Patricia Sullivan, who founded the Patriot Army and co-founded the North Lake Tea Party groups in Florida, told Newsmax that she is aware of several straw polls by Florida tea party groups that have chosen Gingrich, but she doesn’t know of any favoring any other GOP candidate.
Still, the tea party movement does not lend itself to singular endorsements, she said. “What’s interesting about the tea party movement is that it’s made up of many individuals who research, become informed and make a decision,” said Sullivan, who introduced Gingrich at a tea party rally on Thursday near Orlando. “It isn’t like a herd of sheep.”
Florida Gov. Rick Scott was able to defeat Republican challenger Bill McCollum in his 2010 primary fight based largely on tea party support.
“That was a very interesting race because it was a newcomer,” said Giuda, who founded the New York City area’s tea party movement in 2009. “The tea party clearly sided with Rick Scott. But Rick Scott was also able to put together a great coalition of voters and I think we’re seeing that with our voters too.”
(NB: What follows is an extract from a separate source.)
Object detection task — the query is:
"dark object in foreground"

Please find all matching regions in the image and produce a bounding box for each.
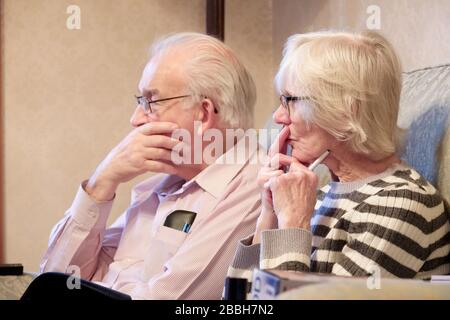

The tea party movement was also key to Gingrich's victory in South Carolina, based on exit poll data from that state. Among tea party supporters in South Carolina, Gingrich led former Massachusetts Gov. Mitt Romney by 20 percentage points.
The Gingrich campaign tapped into a network of experienced activists left over from the 2010 midterm elections, when the tea party helped elect four new congressmen in the Palmetto State.
In the final days leading up to the South Carolina primary, tea party workers staffed phones and took to social media on behalf of Gingrich. Many of them previously had supported Rep. Michele Bachmann or Atlanta businessman Herman Cain, both of whom dropped out of the race before South Carolina. Saturday night, Cain delivered a resounding endorsement of Gingrich.
tea party rally in Mount Dora, Fla., hosted Gingrich on Thursday, drawing about 1,500 people, a number roughly equivalent to 15 percent of the town’s population.
Kellen said Gingrich helped launch the tea party movement in New York with an April 2009 appearance at one of his group’s early rallies that drew about 12,000 people.
“It was an epic event,” recalled Giuda. “Newt provided a lot of boost that we continued to grow from for the months following that after he came to our tea party. It really invigorated this whole grass roots movement around the five boroughs.”
Both Giuda and Mallea insist that Gingrich is the clear favorite of the tea party in Florida. “I have not seen one single source of tea party support for Romney,” Giuda said. “There may be . . . but I definitely have not seen any of it.”
Tea party voters simply do not view Romney as a consistent conservative, Guida said. “At the end of the day, they don’t just want to elect a Republican candidate. They want to elect the right Republican — the Republican who is going to go out there and not just beat Barack Obama but change the course of Washington, D.C., as a whole.”
Mallea, who helped get Marco Rubio elected to the Senate as his campaign manager, said Rubio’s election and the 2010 gubernatorial contest demonstrated the importance of winning tea party support in Florida.
“We saw it in the 2010 election cycle,” he said. “They are well organized. They are very motivated. And when they get behind you, you get armies of people out there. It’s really difficult to gauge until the results come in.”